Perrin examinou o salão enquanto o grupo seguia Zarine até a escadaria dos fundos. Havia menos homens às mesas do que ele esperava. Uns estavam sozinhos, os olhos fitando o vazio, mas alguns grupos de dois ou três conversavam em sussurros assustados, tão baixos que seus ouvidos mal podiam captar. Mesmo assim, ele ouviu três vezes a palavra “Dragão”.
Ao alcançar o topo da escada, ouviu outro som baixo, um baque de algo caindo no salão de jantar privado. Ele examinou o corredor naquela direção.
— Zarine? — Não houve resposta. Sentiu um arrepio nos pelos da nuca e avançou para onde ouvira o som. — Zarine? — Ele empurrou a porta. — Faile!
Ela jazia caída no chão, perto da mesa. Quando Perrin fez menção de correr para dentro do salão, o comando de Moiraine o fez parar.

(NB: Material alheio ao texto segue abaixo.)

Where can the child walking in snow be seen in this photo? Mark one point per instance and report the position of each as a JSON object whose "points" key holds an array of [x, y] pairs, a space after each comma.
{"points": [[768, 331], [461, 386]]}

— Pare, seu idiota! Pare, pela sua vida! — Ela avançou lentamente pelo corredor, virando a cabeça como se tentasse ouvir ou procurasse algo. Lan seguia atrás dela com a mão na espada e um olhar que revelava que ele sabia que o aço de nada adiantaria. Ela andou até o lado da porta e parou. — Afaste-se, Perrin. Afaste-se!